Le samedi 30 janvier, trois citoyens de l'Empire du Milieu étaient en visite professionnelle à Saint-Christoly-de-Blaye. John Sit, directeur général de la société Toppride, société située à Hong Kong, assisté de Chris Wu son représentant sur Paris et de Ling, étudiante à l'école de commerce de Bordeaux pour la traduction venaient déguster les crus locaux. Ils faisaient escale au château Dubraud situé sur la commune de Saint Christoly. Alain et Céline Vidal, les propriétaires du cru commencent à exporter sur la Chine par l'entremise d'un agent commercial. C'est ce dernier qui les a mis en relation avec l'homme d'affaires de Hong Kong. Toppride est une entreprise spécialisée dans la vente de produits de luxe, parfums, maroquinerie, etc... qui souhaite étendre son activité au secteur viticole. « Nous avons déjà 12 magasins en Chine et pensons en ouvrir plus de 200 dans les trois ans qui viennent, les plus grands possibles », explique Chris Wu.
Ballade oenologique
Leur intérêt pour le vin va plus loin qu'un simple aspect commercial. L'objectif est beaucoup plus ambitieux. « Nous voulons faire découvrir le vin aux Chinois », explique John Sit.
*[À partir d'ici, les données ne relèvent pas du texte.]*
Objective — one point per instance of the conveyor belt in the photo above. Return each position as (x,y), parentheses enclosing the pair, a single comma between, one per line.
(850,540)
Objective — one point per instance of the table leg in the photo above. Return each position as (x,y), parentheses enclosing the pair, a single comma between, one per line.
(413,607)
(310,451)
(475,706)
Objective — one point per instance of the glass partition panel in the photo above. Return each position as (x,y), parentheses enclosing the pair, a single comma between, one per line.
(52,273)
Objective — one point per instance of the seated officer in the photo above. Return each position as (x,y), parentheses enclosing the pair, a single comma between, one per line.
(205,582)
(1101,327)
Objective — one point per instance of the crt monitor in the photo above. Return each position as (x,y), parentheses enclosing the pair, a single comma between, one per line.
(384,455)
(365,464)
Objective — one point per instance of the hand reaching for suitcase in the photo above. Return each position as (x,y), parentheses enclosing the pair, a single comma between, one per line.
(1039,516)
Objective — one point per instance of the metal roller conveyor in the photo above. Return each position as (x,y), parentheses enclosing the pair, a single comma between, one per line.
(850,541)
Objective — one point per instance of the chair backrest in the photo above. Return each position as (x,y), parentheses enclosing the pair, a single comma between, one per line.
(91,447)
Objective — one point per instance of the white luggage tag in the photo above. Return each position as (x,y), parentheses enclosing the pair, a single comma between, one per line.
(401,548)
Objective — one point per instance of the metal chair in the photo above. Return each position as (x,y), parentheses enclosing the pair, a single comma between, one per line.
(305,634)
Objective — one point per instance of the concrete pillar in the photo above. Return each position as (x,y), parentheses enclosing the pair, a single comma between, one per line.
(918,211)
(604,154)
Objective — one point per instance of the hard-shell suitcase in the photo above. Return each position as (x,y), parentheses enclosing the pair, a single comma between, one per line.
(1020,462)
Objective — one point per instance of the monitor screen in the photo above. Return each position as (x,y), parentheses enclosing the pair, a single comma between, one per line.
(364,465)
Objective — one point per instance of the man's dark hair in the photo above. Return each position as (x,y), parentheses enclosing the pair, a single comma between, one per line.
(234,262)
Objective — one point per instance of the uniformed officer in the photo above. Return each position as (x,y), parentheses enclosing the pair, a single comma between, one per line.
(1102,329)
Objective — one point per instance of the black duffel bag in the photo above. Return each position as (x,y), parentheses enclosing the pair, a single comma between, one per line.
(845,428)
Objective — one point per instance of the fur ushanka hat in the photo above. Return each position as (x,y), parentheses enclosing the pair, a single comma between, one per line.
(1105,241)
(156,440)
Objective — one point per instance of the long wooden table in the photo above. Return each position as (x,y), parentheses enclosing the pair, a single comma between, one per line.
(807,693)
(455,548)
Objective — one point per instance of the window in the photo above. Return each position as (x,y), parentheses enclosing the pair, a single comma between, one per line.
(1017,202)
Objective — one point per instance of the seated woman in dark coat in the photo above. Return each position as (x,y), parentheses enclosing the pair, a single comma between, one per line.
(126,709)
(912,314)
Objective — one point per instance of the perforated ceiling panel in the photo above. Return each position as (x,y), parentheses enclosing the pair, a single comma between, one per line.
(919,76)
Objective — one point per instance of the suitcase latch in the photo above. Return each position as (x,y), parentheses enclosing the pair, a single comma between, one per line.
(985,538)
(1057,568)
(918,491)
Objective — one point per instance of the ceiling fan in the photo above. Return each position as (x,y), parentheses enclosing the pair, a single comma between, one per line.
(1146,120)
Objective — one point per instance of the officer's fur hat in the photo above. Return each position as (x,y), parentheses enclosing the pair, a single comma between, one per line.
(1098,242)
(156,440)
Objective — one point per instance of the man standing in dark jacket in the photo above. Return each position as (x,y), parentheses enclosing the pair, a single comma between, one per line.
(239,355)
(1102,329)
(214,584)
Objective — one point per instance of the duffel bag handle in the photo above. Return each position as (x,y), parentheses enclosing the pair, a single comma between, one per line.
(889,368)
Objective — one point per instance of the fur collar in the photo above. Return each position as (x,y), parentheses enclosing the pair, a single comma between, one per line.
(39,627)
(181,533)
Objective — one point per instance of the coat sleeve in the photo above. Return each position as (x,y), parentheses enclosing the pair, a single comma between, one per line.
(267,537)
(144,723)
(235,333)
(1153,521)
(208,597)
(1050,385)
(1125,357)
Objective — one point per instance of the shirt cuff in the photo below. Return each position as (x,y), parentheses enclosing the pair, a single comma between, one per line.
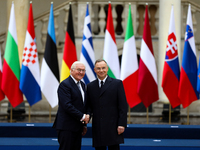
(82,118)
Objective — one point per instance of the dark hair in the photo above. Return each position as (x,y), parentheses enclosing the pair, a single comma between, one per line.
(100,60)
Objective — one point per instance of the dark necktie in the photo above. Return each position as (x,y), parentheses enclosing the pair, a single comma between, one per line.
(101,84)
(78,84)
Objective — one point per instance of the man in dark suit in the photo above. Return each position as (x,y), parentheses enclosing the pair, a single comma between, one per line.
(71,121)
(108,107)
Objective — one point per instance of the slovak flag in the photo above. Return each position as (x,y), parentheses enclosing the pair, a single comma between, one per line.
(188,76)
(30,75)
(171,70)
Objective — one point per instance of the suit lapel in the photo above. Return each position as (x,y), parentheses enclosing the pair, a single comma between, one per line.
(74,85)
(106,85)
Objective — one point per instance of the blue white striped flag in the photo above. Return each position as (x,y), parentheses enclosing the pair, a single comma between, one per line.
(87,52)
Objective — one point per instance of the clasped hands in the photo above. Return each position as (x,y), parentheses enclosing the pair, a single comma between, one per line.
(86,119)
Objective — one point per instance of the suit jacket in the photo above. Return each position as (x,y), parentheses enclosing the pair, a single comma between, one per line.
(71,106)
(108,108)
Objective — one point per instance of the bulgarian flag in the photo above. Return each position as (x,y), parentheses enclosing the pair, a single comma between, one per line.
(11,66)
(69,54)
(110,54)
(129,65)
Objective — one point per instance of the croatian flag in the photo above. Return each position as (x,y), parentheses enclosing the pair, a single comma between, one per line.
(87,53)
(171,70)
(30,76)
(188,76)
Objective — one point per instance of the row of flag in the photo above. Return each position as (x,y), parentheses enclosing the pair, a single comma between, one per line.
(140,81)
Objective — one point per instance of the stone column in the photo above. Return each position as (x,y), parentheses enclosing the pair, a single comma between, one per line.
(21,18)
(164,18)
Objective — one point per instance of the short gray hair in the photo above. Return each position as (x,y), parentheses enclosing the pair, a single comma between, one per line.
(75,63)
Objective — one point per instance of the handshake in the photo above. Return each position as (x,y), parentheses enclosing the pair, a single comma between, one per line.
(87,119)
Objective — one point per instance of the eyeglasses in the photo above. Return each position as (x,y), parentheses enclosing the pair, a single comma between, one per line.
(80,70)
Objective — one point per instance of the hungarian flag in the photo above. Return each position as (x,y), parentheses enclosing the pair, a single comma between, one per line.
(171,70)
(11,66)
(129,65)
(110,54)
(147,78)
(30,72)
(69,54)
(2,95)
(49,69)
(188,76)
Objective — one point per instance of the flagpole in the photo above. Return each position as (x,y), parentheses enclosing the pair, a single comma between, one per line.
(188,109)
(29,114)
(170,113)
(129,115)
(49,113)
(11,114)
(147,115)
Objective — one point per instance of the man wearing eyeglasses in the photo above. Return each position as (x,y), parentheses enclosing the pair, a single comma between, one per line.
(71,119)
(107,105)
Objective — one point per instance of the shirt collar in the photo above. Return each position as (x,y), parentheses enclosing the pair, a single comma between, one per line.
(74,79)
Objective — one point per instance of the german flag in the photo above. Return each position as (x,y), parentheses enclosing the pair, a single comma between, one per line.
(69,54)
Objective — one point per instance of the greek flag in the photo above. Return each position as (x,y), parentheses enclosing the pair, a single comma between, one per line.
(87,52)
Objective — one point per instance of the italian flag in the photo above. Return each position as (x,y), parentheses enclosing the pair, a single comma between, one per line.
(110,54)
(129,65)
(11,66)
(147,76)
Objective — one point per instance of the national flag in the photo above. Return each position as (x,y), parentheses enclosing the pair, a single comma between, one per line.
(188,76)
(147,76)
(110,54)
(30,71)
(87,52)
(49,69)
(171,70)
(2,95)
(129,65)
(198,77)
(11,65)
(69,53)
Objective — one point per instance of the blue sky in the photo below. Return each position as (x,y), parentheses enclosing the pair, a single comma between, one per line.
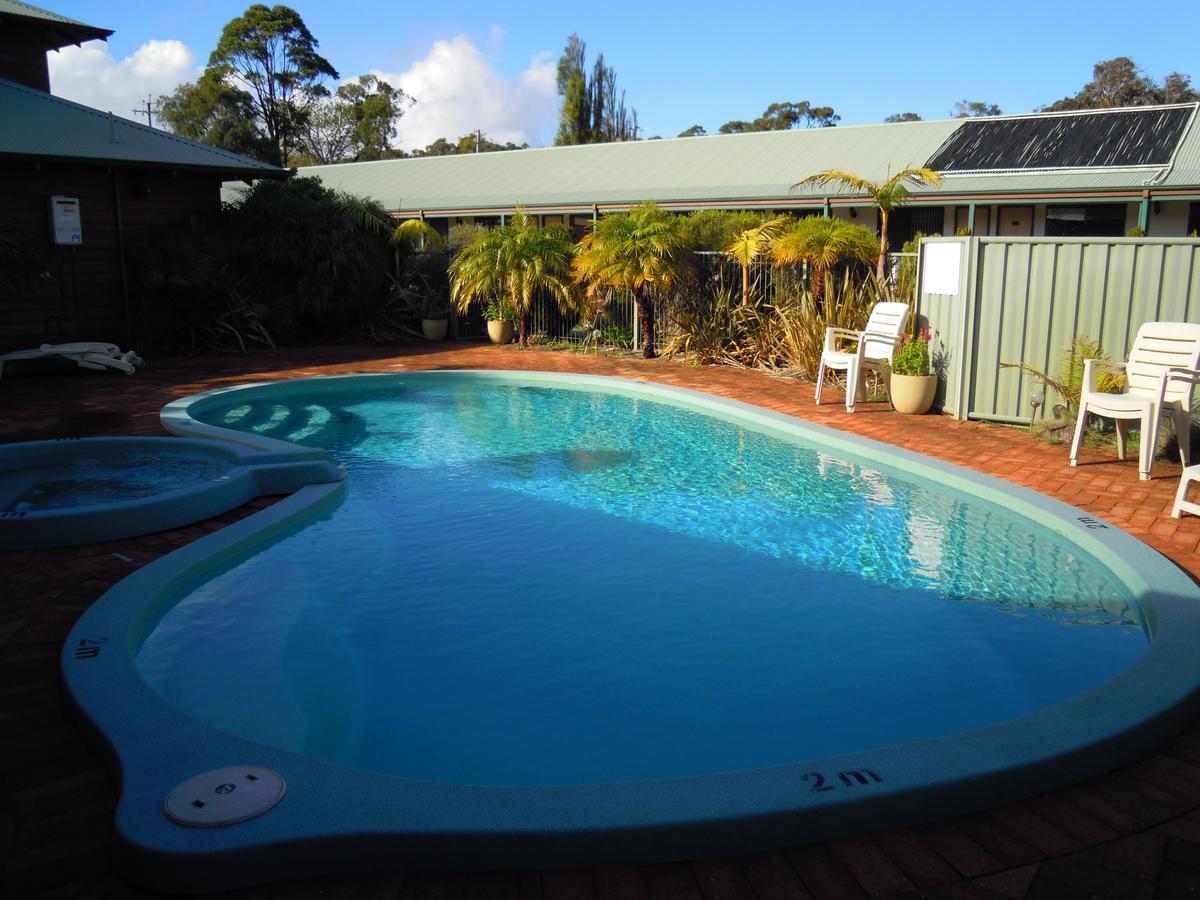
(681,64)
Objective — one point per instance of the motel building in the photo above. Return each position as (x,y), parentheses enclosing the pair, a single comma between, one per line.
(1096,173)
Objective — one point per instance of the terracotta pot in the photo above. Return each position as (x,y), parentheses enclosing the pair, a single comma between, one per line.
(435,329)
(499,331)
(912,395)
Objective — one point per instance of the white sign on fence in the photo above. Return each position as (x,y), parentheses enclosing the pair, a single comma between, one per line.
(941,268)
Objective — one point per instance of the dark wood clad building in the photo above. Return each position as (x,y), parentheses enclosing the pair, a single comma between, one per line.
(76,186)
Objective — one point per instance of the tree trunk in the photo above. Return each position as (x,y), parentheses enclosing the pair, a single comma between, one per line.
(881,269)
(523,328)
(646,319)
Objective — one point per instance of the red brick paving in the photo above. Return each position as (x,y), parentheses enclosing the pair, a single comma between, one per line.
(1134,833)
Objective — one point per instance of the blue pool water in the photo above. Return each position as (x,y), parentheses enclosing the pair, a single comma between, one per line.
(531,585)
(103,474)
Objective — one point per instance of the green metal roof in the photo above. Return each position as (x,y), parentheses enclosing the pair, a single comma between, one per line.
(751,169)
(65,30)
(37,125)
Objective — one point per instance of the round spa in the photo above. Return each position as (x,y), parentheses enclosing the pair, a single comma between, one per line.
(564,619)
(57,493)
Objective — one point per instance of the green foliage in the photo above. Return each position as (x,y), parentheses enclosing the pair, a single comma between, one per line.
(214,113)
(292,261)
(357,124)
(270,55)
(912,358)
(1069,382)
(469,143)
(501,310)
(785,117)
(641,252)
(515,261)
(713,229)
(887,195)
(973,109)
(822,243)
(1120,82)
(593,112)
(713,328)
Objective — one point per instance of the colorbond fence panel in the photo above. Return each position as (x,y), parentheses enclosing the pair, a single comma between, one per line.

Si Bordeaux est connu des amateurs chinois, Blaye l'est moins. « Nous avons un club avec des free taxes et on cherche du vin à proposer à nos clients. » Pour cela, le trio a entamé un périple girondin qui les a tout d'abord amené dans le Médoc, avant de se rendre dans les Graves, puis le Blayais qui les a séduits. « Blaye est un très beau petit village, estime John Sit et l'air est très clair. » Mais au-delà de la ballade oenologique, le périple avait un objectif économique bien précis ; trouver une propriété viticole à acheter avec vignes, forcément, mais aussi belle bâtisse et surtout, de quoi « creuser un lac », critère important pour John Sit. Pour autant, pas question de mettre de l'eau dans le vin, le projet est vraiment d'investir sérieusement dans la filière.